Subject: [PATCH v1 0/7] Add TDX Guest Support (shared-mm support)

Hi All,

Intel's Trust Domain Extensions (TDX) protect guest VMs from malicious
hosts and some physical attacks. Since VMM is untrusted entity, it does
not allow VMM to access guest private memory. Any memory that is required
for communication with VMM must be shared explicitly. This series adds
support to securely share guest memory with VMM when it is required by
guest.

This series is the continuation of the patch series titled "Add TDX Guest
Support (Initial support)", "Add TDX Guest Support (#VE handler support)"
and "Add TDX Guest Support (boot fixes)" which added initial support,
#VE handler support and boot fixes for TDX guests. You can find the
related patchsets in the following links.

https://lore.kernel.org/patchwork/project/lkml/list/?series=502143
https://lore.kernel.org/patchwork/project/lkml/list/?series=503701
https://lore.kernel.org/patchwork/project/lkml/list/?series=503702

Also please note that this series alone is not necessarily fully
functional. You need to apply all the above 3 patch series to get
a fully functional TDX guest.

You can find TDX related documents in the following link.

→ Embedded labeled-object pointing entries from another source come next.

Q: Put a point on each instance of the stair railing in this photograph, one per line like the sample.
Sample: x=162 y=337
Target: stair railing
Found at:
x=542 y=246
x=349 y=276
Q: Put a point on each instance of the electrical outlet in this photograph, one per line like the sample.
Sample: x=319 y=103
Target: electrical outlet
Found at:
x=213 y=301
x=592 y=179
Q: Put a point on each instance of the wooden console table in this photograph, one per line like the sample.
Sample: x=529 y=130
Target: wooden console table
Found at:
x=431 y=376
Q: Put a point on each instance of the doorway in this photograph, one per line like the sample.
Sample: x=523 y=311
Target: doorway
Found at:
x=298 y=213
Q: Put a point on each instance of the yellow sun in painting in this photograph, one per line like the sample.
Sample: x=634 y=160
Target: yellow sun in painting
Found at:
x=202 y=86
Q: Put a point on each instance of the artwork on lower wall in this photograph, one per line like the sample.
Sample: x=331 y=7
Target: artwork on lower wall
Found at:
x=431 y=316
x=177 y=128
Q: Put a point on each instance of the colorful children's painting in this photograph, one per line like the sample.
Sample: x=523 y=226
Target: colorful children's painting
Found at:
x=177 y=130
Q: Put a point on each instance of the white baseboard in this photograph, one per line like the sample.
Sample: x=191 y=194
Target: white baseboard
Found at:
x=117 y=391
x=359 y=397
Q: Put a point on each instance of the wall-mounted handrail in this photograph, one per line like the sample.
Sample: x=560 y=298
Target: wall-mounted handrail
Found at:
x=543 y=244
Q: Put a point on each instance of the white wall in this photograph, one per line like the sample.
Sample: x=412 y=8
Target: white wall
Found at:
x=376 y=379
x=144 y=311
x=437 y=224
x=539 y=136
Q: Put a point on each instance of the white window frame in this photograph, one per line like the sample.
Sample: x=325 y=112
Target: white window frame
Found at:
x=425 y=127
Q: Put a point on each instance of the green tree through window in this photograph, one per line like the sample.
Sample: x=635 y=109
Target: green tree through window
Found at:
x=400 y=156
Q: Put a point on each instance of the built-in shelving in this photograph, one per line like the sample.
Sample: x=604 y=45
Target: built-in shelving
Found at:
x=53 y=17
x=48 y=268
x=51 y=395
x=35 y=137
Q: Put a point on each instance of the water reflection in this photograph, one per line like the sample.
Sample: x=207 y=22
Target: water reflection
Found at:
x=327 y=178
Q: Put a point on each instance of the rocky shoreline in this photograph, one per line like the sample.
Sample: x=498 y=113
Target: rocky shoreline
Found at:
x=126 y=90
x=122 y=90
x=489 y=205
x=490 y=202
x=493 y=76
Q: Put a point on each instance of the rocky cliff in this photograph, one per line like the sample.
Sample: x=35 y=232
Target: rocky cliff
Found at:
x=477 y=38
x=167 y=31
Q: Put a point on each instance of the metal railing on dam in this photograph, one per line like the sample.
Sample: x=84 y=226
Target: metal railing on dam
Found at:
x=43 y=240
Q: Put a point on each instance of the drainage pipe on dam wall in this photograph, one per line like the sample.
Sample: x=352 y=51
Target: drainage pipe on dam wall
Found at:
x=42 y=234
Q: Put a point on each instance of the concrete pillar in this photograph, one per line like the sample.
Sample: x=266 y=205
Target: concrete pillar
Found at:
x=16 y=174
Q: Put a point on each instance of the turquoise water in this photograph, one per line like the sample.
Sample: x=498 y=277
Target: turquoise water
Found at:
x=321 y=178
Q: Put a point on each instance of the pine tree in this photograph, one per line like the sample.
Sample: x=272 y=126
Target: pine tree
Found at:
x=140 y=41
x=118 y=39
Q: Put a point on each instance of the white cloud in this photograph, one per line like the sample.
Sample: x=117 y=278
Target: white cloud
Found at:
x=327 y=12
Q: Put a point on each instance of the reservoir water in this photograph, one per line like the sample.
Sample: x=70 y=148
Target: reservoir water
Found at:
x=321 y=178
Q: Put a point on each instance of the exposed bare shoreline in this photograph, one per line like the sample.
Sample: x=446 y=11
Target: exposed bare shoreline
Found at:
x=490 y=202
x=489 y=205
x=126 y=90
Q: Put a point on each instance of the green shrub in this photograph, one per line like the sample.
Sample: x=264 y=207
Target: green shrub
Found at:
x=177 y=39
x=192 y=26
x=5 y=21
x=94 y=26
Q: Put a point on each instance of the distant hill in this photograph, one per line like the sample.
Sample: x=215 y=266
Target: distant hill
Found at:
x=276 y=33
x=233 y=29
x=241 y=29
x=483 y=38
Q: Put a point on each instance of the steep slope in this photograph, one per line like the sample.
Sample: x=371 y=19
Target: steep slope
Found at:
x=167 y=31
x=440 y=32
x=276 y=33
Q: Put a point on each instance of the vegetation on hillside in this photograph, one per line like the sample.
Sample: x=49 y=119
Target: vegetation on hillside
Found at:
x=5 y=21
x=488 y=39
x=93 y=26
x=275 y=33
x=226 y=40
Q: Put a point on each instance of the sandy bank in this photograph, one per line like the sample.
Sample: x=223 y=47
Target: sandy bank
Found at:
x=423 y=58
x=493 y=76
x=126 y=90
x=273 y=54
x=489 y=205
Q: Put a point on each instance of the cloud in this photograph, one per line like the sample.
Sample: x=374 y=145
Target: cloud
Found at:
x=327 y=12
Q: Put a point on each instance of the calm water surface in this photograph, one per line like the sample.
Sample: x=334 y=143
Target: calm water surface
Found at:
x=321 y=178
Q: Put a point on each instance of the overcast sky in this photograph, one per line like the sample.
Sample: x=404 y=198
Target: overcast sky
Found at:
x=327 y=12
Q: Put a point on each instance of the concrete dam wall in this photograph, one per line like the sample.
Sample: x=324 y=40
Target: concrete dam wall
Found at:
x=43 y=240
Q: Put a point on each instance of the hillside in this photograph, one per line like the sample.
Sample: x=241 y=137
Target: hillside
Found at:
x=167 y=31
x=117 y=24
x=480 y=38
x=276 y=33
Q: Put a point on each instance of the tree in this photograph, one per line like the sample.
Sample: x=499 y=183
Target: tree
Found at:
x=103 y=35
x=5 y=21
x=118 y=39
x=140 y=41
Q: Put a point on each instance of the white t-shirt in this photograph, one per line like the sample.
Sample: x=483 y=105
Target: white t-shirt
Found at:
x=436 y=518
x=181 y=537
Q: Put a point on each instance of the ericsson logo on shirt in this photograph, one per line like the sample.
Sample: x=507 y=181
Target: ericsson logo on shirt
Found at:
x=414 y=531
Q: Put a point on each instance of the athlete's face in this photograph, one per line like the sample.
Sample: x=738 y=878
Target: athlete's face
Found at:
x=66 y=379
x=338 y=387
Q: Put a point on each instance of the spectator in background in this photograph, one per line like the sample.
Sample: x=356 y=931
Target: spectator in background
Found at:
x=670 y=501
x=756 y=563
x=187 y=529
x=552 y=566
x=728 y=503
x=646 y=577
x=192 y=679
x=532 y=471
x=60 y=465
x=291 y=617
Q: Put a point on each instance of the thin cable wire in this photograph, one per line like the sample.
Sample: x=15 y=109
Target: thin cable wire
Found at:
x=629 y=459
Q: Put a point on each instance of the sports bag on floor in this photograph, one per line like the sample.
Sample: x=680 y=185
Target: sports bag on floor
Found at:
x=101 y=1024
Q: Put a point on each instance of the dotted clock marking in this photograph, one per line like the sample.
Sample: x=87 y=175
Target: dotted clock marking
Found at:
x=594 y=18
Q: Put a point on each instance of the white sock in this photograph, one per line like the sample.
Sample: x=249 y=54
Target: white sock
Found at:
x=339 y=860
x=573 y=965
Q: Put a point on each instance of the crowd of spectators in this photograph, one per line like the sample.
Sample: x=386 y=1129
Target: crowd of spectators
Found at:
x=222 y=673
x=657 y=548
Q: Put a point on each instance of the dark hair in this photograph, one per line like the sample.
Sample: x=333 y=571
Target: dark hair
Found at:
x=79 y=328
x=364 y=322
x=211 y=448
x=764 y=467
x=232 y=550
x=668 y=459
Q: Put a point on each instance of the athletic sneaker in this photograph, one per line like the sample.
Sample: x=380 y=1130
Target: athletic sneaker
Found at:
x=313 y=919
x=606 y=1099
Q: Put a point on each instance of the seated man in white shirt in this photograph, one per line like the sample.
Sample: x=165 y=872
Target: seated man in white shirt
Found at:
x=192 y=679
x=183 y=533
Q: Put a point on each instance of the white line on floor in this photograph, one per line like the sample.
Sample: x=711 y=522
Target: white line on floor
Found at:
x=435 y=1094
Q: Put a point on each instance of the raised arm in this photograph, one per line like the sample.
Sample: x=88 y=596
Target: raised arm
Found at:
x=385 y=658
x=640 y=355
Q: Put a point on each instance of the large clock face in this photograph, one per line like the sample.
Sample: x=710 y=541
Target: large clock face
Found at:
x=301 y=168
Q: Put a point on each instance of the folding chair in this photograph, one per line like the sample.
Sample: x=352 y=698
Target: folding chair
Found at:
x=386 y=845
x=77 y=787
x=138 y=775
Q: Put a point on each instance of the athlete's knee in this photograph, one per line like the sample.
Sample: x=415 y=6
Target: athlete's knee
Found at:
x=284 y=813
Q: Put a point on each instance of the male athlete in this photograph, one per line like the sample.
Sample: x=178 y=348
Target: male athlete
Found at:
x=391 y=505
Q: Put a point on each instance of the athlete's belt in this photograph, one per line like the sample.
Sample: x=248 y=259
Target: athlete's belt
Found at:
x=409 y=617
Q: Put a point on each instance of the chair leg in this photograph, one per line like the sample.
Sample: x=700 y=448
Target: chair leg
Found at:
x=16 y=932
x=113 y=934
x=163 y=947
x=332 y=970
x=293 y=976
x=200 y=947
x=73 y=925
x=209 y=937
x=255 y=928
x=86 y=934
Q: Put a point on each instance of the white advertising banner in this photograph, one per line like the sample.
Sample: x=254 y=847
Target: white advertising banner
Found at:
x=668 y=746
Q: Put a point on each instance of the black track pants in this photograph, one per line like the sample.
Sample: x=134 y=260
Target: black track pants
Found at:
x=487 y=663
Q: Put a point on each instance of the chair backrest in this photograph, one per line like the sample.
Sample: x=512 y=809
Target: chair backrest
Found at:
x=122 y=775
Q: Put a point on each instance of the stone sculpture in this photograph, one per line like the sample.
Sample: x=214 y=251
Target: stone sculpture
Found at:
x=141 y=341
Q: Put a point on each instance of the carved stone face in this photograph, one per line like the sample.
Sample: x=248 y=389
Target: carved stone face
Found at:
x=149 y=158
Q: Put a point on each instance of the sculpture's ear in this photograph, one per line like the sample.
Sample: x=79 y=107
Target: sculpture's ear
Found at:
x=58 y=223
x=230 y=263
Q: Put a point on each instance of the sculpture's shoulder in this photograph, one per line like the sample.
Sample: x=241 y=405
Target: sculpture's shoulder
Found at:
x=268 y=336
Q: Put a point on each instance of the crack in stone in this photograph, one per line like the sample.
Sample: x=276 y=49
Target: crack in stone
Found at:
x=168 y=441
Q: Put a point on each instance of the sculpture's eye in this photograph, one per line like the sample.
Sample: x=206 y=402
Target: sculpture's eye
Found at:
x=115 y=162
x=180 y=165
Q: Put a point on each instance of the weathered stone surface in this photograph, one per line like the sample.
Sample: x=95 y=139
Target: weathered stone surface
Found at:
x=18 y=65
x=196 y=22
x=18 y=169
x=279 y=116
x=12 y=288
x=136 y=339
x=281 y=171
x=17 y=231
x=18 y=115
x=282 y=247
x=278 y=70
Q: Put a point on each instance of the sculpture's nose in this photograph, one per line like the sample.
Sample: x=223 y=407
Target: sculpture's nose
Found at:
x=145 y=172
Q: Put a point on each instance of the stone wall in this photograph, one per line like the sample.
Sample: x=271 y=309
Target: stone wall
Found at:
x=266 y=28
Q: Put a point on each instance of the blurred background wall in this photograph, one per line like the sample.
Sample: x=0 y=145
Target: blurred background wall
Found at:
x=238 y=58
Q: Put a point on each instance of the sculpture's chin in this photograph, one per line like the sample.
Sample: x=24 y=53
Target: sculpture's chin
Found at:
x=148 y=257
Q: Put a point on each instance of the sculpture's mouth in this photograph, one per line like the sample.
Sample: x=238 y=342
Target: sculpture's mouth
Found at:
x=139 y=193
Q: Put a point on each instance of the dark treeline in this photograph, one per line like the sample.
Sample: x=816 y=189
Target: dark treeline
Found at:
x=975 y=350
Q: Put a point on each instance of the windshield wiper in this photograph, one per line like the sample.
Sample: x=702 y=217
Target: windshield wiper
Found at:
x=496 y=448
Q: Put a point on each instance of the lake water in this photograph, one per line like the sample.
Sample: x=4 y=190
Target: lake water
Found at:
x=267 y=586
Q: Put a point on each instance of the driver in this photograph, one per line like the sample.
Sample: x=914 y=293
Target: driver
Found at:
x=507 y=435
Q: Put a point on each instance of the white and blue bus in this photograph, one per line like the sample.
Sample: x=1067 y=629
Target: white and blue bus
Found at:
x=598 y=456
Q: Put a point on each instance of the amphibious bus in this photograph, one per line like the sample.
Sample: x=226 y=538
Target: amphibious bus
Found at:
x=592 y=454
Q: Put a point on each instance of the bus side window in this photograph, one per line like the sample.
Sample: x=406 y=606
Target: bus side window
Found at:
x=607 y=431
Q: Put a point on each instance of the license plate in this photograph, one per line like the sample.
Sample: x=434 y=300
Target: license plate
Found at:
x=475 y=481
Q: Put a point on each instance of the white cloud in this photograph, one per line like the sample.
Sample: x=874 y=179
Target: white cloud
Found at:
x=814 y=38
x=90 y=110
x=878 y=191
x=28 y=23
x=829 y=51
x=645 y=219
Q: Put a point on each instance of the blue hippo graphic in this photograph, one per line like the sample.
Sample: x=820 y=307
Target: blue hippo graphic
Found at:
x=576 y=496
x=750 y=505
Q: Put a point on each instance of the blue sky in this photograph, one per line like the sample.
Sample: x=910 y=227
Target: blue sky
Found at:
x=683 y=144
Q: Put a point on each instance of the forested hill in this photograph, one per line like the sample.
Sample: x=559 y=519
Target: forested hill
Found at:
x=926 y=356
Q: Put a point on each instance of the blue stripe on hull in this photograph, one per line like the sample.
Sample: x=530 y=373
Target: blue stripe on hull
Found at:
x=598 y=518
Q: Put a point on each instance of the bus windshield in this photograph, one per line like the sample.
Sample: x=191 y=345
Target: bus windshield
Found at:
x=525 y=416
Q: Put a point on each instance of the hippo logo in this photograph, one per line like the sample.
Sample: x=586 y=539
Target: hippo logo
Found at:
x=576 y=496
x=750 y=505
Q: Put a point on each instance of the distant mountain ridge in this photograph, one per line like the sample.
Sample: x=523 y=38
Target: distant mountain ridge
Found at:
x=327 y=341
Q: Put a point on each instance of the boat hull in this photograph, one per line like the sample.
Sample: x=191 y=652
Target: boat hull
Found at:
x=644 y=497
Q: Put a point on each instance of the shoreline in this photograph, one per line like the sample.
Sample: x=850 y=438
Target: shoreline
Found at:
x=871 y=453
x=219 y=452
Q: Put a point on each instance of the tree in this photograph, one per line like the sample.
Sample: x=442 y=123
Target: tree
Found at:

https://software.intel.com/content/www/br/pt/develop/articles/intel-trust-domain-extensions.html

Isaku Yamahata (1):
x86/tdx: ioapic: Add shared bit for IOAPIC base address

Kirill A. Shutemov (6):
x86/mm: Move force_dma_unencrypted() to common code
x86/tdx: Exclude Shared bit from physical_mask
x86/tdx: Make pages shared in ioremap()
x86/tdx: Add helper to do MapGPA hypercall
x86/tdx: Make DMA pages shared
x86/kvm: Use bounce buffers for TD guest

arch/x86/Kconfig | 9 +++-
arch/x86/include/asm/mem_encrypt_common.h | 20 ++++++++
arch/x86/include/asm/pgtable.h | 5 ++
arch/x86/include/asm/tdx.h | 23 +++++++++
arch/x86/kernel/apic/io_apic.c | 17 ++++++-
arch/x86/kernel/tdx.c | 58 +++++++++++++++++++++++
arch/x86/mm/Makefile | 2 +
arch/x86/mm/ioremap.c | 9 ++--
arch/x86/mm/mem_encrypt.c | 10 ++--
arch/x86/mm/mem_encrypt_common.c | 39 +++++++++++++++
arch/x86/mm/pat/set_memory.c | 46 +++++++++++++++---
11 files changed, 218 insertions(+), 20 deletions(-)
create mode 100644 arch/x86/include/asm/mem_encrypt_common.h
create mode 100644 arch/x86/mm/mem_encrypt_common.c

--
2.25.1


Subject: [PATCH v1 3/7] x86/tdx: Make pages shared in ioremap()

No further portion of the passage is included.